5. Contemplate the tragedy that struck the Montalvos, and how severely it threw every member of the family off the paths they thought their lives would take. How would their lives have unfolded if young Matías hadn’t been killed? What path might Mauro’s life have taken if he hadn’t encountered Carola and Gustavo under those circumstances in Cuba?
6. Young love never ripened for Inés Montalvo and Manuel Ysasi nor for Soledad Montalvo and Gustavo Zayas—partly due to the introduction of Edward Claydon, but completely imploding after tragedy struck the heart of the Montalvo family. How did love’s misfortunes shape each of these characters? How did it alter their world?
7. After casting aside Manuel Ysasi in favor of Edward Claydon, then being spurned by Edward in favor of her sister Soledad, Inés chooses to take the veil and eventually assume the name Mother Constanza. Why do you think she chose that path? Why did she isolate herself completely from the surviving members of her family?
8. In spite of everything, Gustavo Zayas kept the family secret and suffered in silence in Cuba. What kind of life might he have led if he had told the truth or had the strength to return to La Templanza when he first learned he’d inherited his childhood home?
9. Soledad Montalvo and Carola Gorostiza are women whose fates are tied to their husbands, neither of whom can be trusted to look after the best interests of their wives anymore. Compare the actions Soledad and Carola have taken to secure their future by acting on their husband’s behalf or without their knowledge. How did each handle the situation? What was the outcome for each? Can either be blamed for her actions, especially at the end of the nineteenth century?
10. Though Mauro is furious with his son when he tells his father of his plans for the future, Nicolás Larrea is seeking to leave a mark on the world in his own way. Compare Nicolás; our perception of him through his father’s eyes at the beginning to when we meet him for ourselves; and Soledad’s stepson, Alan Claydon. How does Alan view the world and what it and his father “owe” him?
11. Mauro and Soledad are each thrust into chaotic situations by forces outside their control, triggered by business decisions they made—Mauro to expand his business and Soledad to secure her daughters’ futures. Each of them handles the events that
unfold in their own way. What do their actions reveal about who they are, how they’ve come up in the world, and how they’ve fought to retain what position and power they have? How do they complement each other?

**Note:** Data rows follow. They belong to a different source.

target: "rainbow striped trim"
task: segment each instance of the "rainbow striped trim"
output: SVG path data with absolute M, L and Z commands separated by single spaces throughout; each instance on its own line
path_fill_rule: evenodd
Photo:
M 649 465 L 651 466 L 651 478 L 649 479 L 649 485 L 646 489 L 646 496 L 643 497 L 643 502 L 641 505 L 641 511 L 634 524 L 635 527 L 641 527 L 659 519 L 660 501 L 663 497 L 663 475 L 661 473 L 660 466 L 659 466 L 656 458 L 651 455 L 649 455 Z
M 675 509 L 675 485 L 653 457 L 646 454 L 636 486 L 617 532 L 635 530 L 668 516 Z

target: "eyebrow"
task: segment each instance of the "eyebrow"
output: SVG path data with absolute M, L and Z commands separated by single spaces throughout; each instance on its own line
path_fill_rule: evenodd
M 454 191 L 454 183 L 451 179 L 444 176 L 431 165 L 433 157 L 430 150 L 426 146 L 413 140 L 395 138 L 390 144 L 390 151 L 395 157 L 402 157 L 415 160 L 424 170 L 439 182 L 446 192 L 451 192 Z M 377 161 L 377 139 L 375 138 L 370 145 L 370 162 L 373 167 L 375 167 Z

12. In the end, Mauro and Soledad finally come together. Compare Mauro’s and Soledad’s pasts leading up to this point. Could they have joined at a different time in their lives? How did their experiences bring them together now?
ENHANCE YOUR BOOK CLUB
1. Soledad Montalvo joins the ranks of female protagonists like Bathsheba Everdene in Far from the Madding Crowd and Scarlett O’Hara in Gone with the Wind. Read these two books with your book club and compare their protagonists and the settings in which they are determined to thrive.
2. Tour a local vineyard or attend a wine tasting with your book club as you discuss The Vineyard. Sample some sherry from Jerez, if possible.
3. To learn more about María Dueñas and her books, read reviews, find her on tour, and become a fan of her Simon & Schuster author page at SimonandSchuster.com/authors/Maria-Duenas. You can also follower her on social media or register for updates (in Spanish) on her website: MariaDuenas.es.
ABOUT THE AUTHOR
MARÍA DUEÑAS holds a PhD in English philology. After two decades dedicated to academics, she broke onto the literary scene in 2009 with the publication of the New York Times bestselling novel The Time In Between, followed by The Heart Has Its Reasons in 2012. Both novels became international bestsellers and have been translated into thirty-five languages. The television adaptation of The Time In Between earned critical and international acclaim. The Vineyard is her third novel.